Some of the strongest images of Bungalow H are not of the building itself but of light acting on its surfaces. A bare tree trunk leans against the board-formed wall, casting long afternoon shadows that become part of the architecture. In the concrete corridor, timber doors sit flush in their frames while tree shadows slide across the floor. These moments are not accidental; they result from the decision to use raw, textured materials on every surface and to position the building among existing trees rather than clearing a pad.
The open glass doors in image two reveal the full section of the interior: the spiral stair, the concrete walls with their horizontal formwork lines, the transition from dark interior to bright deck. Structure here is architecture. There is no finish applied over the concrete, no drywall, no suspended ceiling. What was poured is what you see, and the construction by Alfredo Cruz and structural engineering by Miguel Ángel Torres deserve credit for making that legibility possible.
Night Presence



The lighting design by Samantha Sigüenza Betancourt transforms the cabin after dark. Viewed from inside, the floor-to-ceiling glass becomes a frame for the twilight landscape, and the warm recessed lighting washes the concrete ceiling without creating glare. From outside, the timber deck glows under the canopy, and the perimeter base lighting lifts the volume off the ground. The building acquires a second character at night: less hermetic, more inviting, its single open face becoming a signal in the dark hillside.
Plans and Drawings








The drawings confirm what the photographs suggest: the plan is organized on a diagonal, with the deck angling away from the enclosed volume to maximize the view corridor toward the valley. The floor plan shows the bathroom, bedroom, and spiral staircase packed into a tight angled layout, while the exploded isometric separates the building into its constituent layers: foundation, deck, interior partitions, and a herringbone-patterned roof. The section drawing reveals the modest interior height and the way the sleeping area is partitioned from the main volume without closing it off entirely.

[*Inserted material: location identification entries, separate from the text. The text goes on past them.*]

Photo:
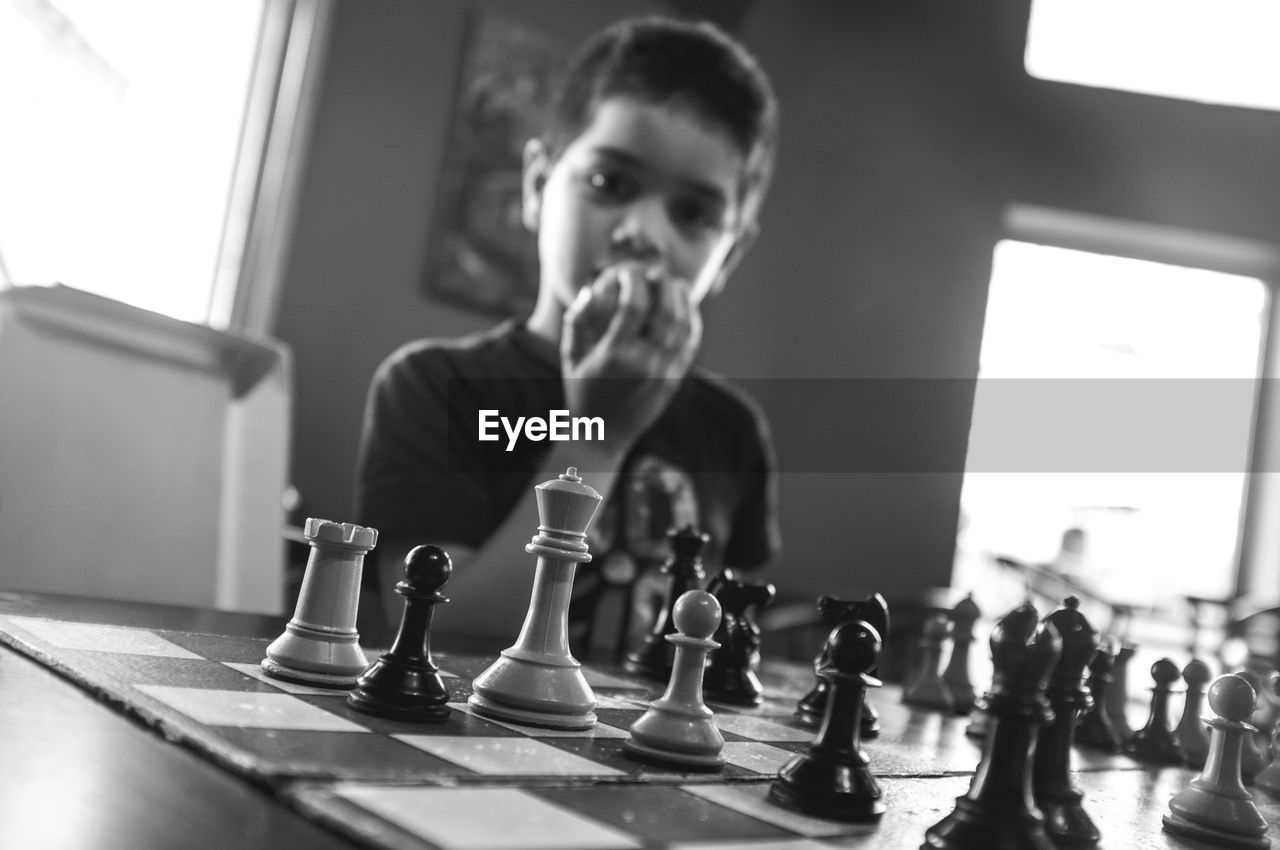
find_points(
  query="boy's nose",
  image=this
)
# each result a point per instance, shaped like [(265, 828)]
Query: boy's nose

The two isometric views are particularly instructive. They show two gabled volumes connected by the deck and crossing beams, a composition that reads as simple from any single angle but reveals its geometric complexity in three dimensions. The herringbone roof pattern is a surprising formal move in a project otherwise committed to austerity, introducing a crafted detail at the one surface you rarely see from ground level.
Why This Project Matters
Bungalow H is a reminder that constraint is a design tool, not a limitation. At 30 square meters, the building cannot rely on spatial variety or programmatic complexity to hold interest. It has to be right in its proportions, its orientation, its material choices, and its relationship to the ground. ET.co got all of those things right. The black concrete box that seals on three sides and opens on one is not a new idea, but the execution here, on a sloped Oaxacan site twenty minutes from the city, gives the formula a specificity that elevates it.
The project also raises a question worth sitting with: what does it mean to design a building that can be removed without trace? ET.co's strategy of elevating the foundation, leaving free space around the perimeter, and minimizing site disturbance treats the land as something borrowed. In a region where development pressure on mountain communities is real, that posture carries ethical weight beyond its formal elegance. Bungalow H is small, but the ideas inside it are not.
Bungalow H by ET.co (Omar López Bautista), San Andrés Huayápam, Oaxaca, Mexico. 30 m², completed 2022. Photography by Marcos Rojas Sosa and Omar López Bautista.